Two hours and a half after the operation, the pulse, which naturally was 36, had risen to 60; and the respiration from 12 per minute had increased to 26.
September 24th. Pulse 52; respiration 20; mouth hot; ears cold. In the evening the pulse became 48 and the respiration 16; he coughed occasionally.
25th. Pulse 48; respiration 12; some dullness of countenance, but he is lively and occasionally playful. The left fore-leg is swollen; the ears are very cold. In the afternoon he was killed, and the blood was allowed to flow from the body.
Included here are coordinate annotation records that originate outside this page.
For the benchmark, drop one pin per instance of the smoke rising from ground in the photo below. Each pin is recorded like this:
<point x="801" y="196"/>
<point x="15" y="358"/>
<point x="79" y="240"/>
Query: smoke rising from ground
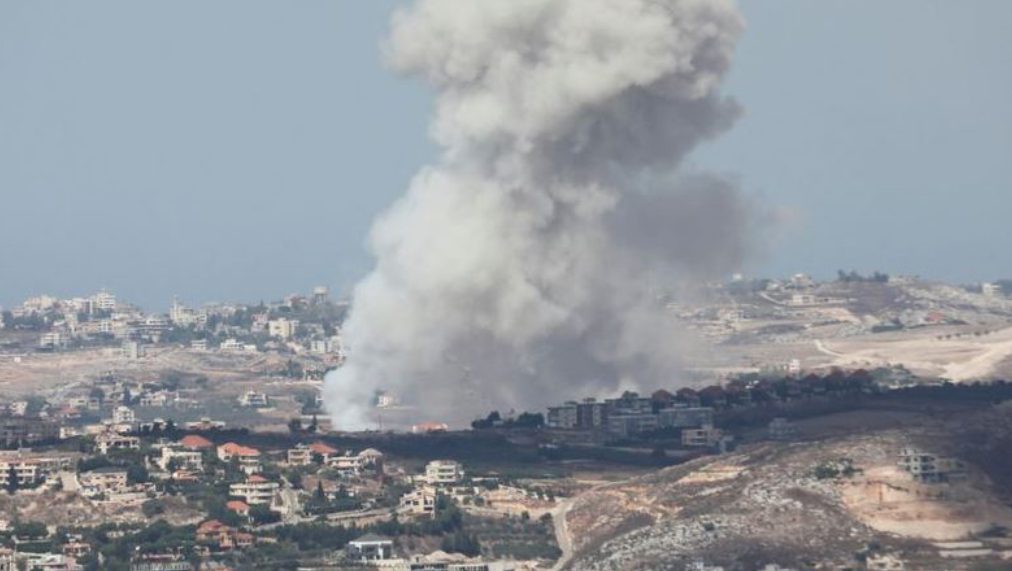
<point x="522" y="268"/>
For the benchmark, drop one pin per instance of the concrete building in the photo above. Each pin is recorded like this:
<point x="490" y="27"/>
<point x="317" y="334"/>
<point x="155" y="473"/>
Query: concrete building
<point x="930" y="468"/>
<point x="108" y="441"/>
<point x="681" y="416"/>
<point x="248" y="459"/>
<point x="253" y="399"/>
<point x="443" y="472"/>
<point x="626" y="424"/>
<point x="992" y="290"/>
<point x="420" y="501"/>
<point x="123" y="415"/>
<point x="282" y="328"/>
<point x="133" y="350"/>
<point x="179" y="457"/>
<point x="256" y="490"/>
<point x="370" y="548"/>
<point x="782" y="429"/>
<point x="704" y="436"/>
<point x="23" y="430"/>
<point x="53" y="340"/>
<point x="30" y="471"/>
<point x="564" y="416"/>
<point x="103" y="480"/>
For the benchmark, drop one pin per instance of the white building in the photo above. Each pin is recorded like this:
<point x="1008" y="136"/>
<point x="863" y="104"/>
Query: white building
<point x="123" y="415"/>
<point x="992" y="290"/>
<point x="256" y="490"/>
<point x="103" y="301"/>
<point x="704" y="436"/>
<point x="282" y="328"/>
<point x="53" y="340"/>
<point x="421" y="501"/>
<point x="254" y="399"/>
<point x="443" y="472"/>
<point x="133" y="350"/>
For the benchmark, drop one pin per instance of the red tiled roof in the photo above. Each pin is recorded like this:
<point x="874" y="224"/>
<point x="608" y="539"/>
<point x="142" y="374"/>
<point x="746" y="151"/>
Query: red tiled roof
<point x="233" y="449"/>
<point x="322" y="449"/>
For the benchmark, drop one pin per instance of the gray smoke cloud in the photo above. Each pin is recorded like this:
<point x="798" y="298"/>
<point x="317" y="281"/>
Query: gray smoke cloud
<point x="523" y="267"/>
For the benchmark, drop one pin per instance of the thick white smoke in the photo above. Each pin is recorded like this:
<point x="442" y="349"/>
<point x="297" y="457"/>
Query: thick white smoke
<point x="522" y="268"/>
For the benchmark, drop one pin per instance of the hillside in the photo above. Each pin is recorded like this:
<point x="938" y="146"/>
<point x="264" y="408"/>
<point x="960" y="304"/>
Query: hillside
<point x="835" y="500"/>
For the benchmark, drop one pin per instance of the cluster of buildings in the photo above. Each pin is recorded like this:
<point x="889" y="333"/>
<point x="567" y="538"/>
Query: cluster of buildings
<point x="930" y="468"/>
<point x="631" y="414"/>
<point x="380" y="552"/>
<point x="102" y="319"/>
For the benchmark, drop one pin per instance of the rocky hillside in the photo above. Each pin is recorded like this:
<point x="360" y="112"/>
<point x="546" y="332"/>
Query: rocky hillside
<point x="835" y="500"/>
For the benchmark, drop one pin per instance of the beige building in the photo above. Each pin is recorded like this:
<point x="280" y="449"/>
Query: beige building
<point x="108" y="441"/>
<point x="256" y="490"/>
<point x="704" y="436"/>
<point x="420" y="501"/>
<point x="103" y="480"/>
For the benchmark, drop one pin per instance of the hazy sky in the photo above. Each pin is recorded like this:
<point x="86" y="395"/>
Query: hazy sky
<point x="239" y="150"/>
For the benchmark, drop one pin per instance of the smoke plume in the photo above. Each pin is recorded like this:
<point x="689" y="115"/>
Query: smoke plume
<point x="523" y="267"/>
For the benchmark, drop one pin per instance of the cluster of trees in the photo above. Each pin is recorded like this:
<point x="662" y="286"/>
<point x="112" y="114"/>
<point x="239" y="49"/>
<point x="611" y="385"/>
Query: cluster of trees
<point x="320" y="503"/>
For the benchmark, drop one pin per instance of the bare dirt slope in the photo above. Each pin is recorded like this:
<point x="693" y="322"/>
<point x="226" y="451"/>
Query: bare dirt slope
<point x="780" y="503"/>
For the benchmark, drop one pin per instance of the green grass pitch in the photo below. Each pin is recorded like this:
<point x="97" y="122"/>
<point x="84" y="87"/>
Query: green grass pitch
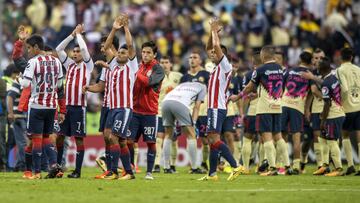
<point x="180" y="188"/>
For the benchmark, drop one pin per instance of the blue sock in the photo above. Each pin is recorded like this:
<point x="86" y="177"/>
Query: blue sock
<point x="115" y="154"/>
<point x="151" y="157"/>
<point x="36" y="153"/>
<point x="225" y="152"/>
<point x="79" y="157"/>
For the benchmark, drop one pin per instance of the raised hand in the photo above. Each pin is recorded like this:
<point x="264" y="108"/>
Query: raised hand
<point x="22" y="33"/>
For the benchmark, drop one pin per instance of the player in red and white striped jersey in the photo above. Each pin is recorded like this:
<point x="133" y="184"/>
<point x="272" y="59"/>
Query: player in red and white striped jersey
<point x="104" y="162"/>
<point x="79" y="69"/>
<point x="217" y="100"/>
<point x="44" y="73"/>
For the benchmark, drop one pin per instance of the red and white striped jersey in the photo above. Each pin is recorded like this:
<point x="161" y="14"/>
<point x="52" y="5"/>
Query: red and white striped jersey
<point x="106" y="77"/>
<point x="122" y="83"/>
<point x="77" y="76"/>
<point x="218" y="84"/>
<point x="43" y="71"/>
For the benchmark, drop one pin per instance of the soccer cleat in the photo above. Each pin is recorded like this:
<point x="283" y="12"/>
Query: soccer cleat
<point x="74" y="174"/>
<point x="27" y="174"/>
<point x="205" y="166"/>
<point x="100" y="161"/>
<point x="149" y="176"/>
<point x="350" y="170"/>
<point x="271" y="172"/>
<point x="235" y="173"/>
<point x="36" y="176"/>
<point x="322" y="170"/>
<point x="102" y="176"/>
<point x="336" y="172"/>
<point x="127" y="177"/>
<point x="156" y="169"/>
<point x="111" y="176"/>
<point x="264" y="166"/>
<point x="168" y="171"/>
<point x="197" y="171"/>
<point x="211" y="178"/>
Post-mortem appearances. The wound in the left leg opened directly into the brachial vein, which was filled with lymph and a thin pus for a very short distance, both above and below the external opening; immediately above this, the vein was healthy, nor was there any appearance of disease in any of the other veins of the limb, nor in the veins leading to the heart. The glands in the axilla were swollen. The lungs were found studded irregularly in different parts, with circumscribed spots of livid congestion: these existed both upon the surface and in the substance of the lungs; they were generally about the size of a filbert, but in some places they occupied a single lobule, and were accurately circumscribed by its outline.
On the 23rd of November, 1848, about an ounce of perfectly pure pus (previously warmed) was injected into the right jugular vein of an aged ass; the vein immediately became "corded", and the blood appeared to have coagulated in the vessel. The operation did not much excite the breathing; but the pulse, which naturally was 35 in the minute, rose to 60, and subsequently fell to 55.